私は動揺を隠して、まずは二人に挨拶をすることにした。
「……おはようございます。お父様、お義兄様」
「おはよう、アイリス。ところで、今日のドレス、素晴らしくよく似合っているね」
「ありがとうございます」
父は私のことをいつもサラリと褒めてくる。けれど私は褒められることに慣れることが出来ず、頬を赤らめるばかりだ。
「シルヴィスもそう思うだろう?」
父が和やかに義兄へ話題を振る。
このあとの展開を予想して私は冷や汗をかいた。
義兄が眉根を寄せ、鋭い視線を私のドレスに向ける。
「…………そうですね。とても美しいと思います」
「!?!?!?」
義兄はきっと無言のまま席を立ってしまうだろう、という私の予想は見事裏切られた。
(聞きまちがい……? いいえ、確かにお義兄様は私のドレスを褒めたわね)
今までにない展開に呆然としながら二人から離れた席に座ろうとすると、父が手招きしてくる。

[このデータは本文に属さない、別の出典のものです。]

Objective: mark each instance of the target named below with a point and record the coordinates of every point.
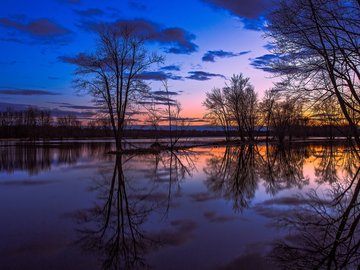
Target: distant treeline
(34, 124)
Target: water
(73, 206)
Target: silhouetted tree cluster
(234, 107)
(316, 51)
(34, 123)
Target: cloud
(292, 201)
(211, 216)
(164, 93)
(37, 28)
(13, 106)
(254, 24)
(176, 40)
(158, 76)
(242, 8)
(202, 75)
(71, 1)
(54, 112)
(209, 56)
(137, 5)
(89, 12)
(250, 261)
(171, 68)
(27, 92)
(263, 62)
(203, 196)
(251, 13)
(180, 232)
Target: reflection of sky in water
(40, 208)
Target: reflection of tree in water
(333, 160)
(117, 222)
(236, 174)
(114, 227)
(233, 175)
(35, 158)
(282, 167)
(324, 230)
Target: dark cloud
(202, 75)
(180, 232)
(249, 261)
(211, 216)
(27, 182)
(171, 68)
(71, 1)
(264, 62)
(137, 5)
(78, 107)
(251, 13)
(54, 112)
(90, 12)
(27, 92)
(291, 201)
(158, 76)
(177, 40)
(243, 8)
(209, 56)
(269, 46)
(254, 24)
(80, 115)
(203, 196)
(37, 28)
(14, 106)
(164, 93)
(8, 63)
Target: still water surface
(73, 206)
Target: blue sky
(213, 40)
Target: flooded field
(73, 206)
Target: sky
(204, 43)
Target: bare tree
(317, 44)
(218, 113)
(234, 105)
(112, 75)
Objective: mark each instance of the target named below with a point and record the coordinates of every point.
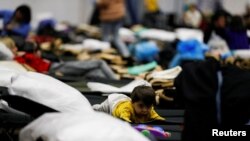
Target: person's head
(192, 7)
(237, 24)
(22, 14)
(143, 98)
(10, 44)
(219, 20)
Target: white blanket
(96, 126)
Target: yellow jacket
(125, 111)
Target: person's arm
(125, 115)
(6, 13)
(22, 30)
(155, 116)
(102, 3)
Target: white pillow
(5, 52)
(48, 91)
(96, 126)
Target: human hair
(25, 11)
(236, 24)
(8, 42)
(146, 94)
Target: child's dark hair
(25, 11)
(146, 94)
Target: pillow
(46, 90)
(96, 126)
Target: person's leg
(106, 31)
(122, 48)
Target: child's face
(141, 109)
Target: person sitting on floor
(137, 109)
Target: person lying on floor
(87, 68)
(135, 109)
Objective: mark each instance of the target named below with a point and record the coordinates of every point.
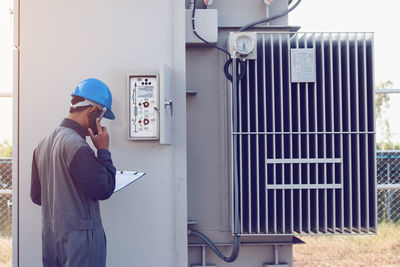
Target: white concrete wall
(64, 42)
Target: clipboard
(125, 178)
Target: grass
(382, 249)
(5, 251)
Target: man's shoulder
(62, 139)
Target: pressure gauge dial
(244, 45)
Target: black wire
(240, 75)
(198, 36)
(228, 63)
(245, 27)
(235, 249)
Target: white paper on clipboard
(125, 178)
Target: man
(68, 180)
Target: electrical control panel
(144, 107)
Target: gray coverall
(68, 180)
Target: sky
(380, 17)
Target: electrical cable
(235, 250)
(240, 75)
(245, 27)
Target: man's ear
(91, 110)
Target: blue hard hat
(96, 91)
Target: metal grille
(305, 152)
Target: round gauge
(244, 45)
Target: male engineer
(68, 180)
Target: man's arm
(36, 194)
(95, 175)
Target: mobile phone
(103, 111)
(92, 119)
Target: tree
(5, 149)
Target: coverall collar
(68, 123)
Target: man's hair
(76, 99)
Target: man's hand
(101, 140)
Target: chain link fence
(5, 212)
(382, 249)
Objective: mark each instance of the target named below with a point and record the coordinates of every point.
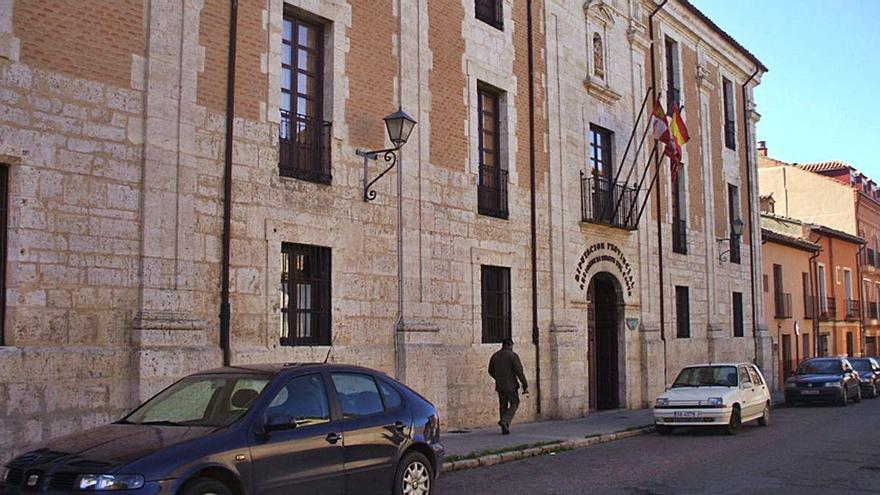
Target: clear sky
(821, 99)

確かに少し遠すぎたかもしれない、と思いながら近づくと父が席を立ち私の手を掴んだ。
「こちらにおいで」
「えっ?」
手を引かれて、父と義兄の間に座らされる。いったい何が起きているのだろう。
「今朝はアイリスが好きな物ばかり揃えたんだ」
「は、はい」
食卓に並んでいるのは、香ばしく焼いたベーコンにとろとろのオムレツ、ニンジンのドレッシングがかかったサラダとふわふわの白いパン、それに添えられたベリーのジャム……確かに私の好物ばかりだ。
「いただきます」
義兄が隣にいることで、緊張のあまり指先が震える。
私は何とかパンを掴んで小さく千切りジャムを塗る。
「美味しい?」
「美味しいです」
(味なんてわかりません!!)
父が嬉しそうに質問してきたので何とか返事をしたけれど、私は内心それどころではない
義兄は今、どんな顔をしているのだろう。気になるけれど、怖くて左側に座る義兄のほうを向くことができない。
「ひっ!?」
そのとき、左の頬に唐突に何かが触れた。驚いて頬を押さえながら左を向くと、兄がジャムで汚れたナプキンを手にしていた。
「……頬にジャムがついていた」
「えっ、あの!?」
「はは、シルヴィスは案外過保護だね」
「……そうでしょうか」
信じられない気持ちで義兄を見つめる。
義兄は私の瞳をジッとのぞき込んでから、スッと視線を逸らした。
(この人の中身、やっぱりお義兄様じゃないのでは!?)
私の頬についたジャムを拭き取ってくれるなんて、義兄がしないであろう行動でも五本の指に入るだろう。
そのあと、父がいろいろ話しかけてきたけれど、まったく頭に入らず、好きな物ばかりのはずの朝食の味もまったくわからなかった。
そして、三人が食べ終わろうというとき、執事長から予想外の来訪の報せがあった。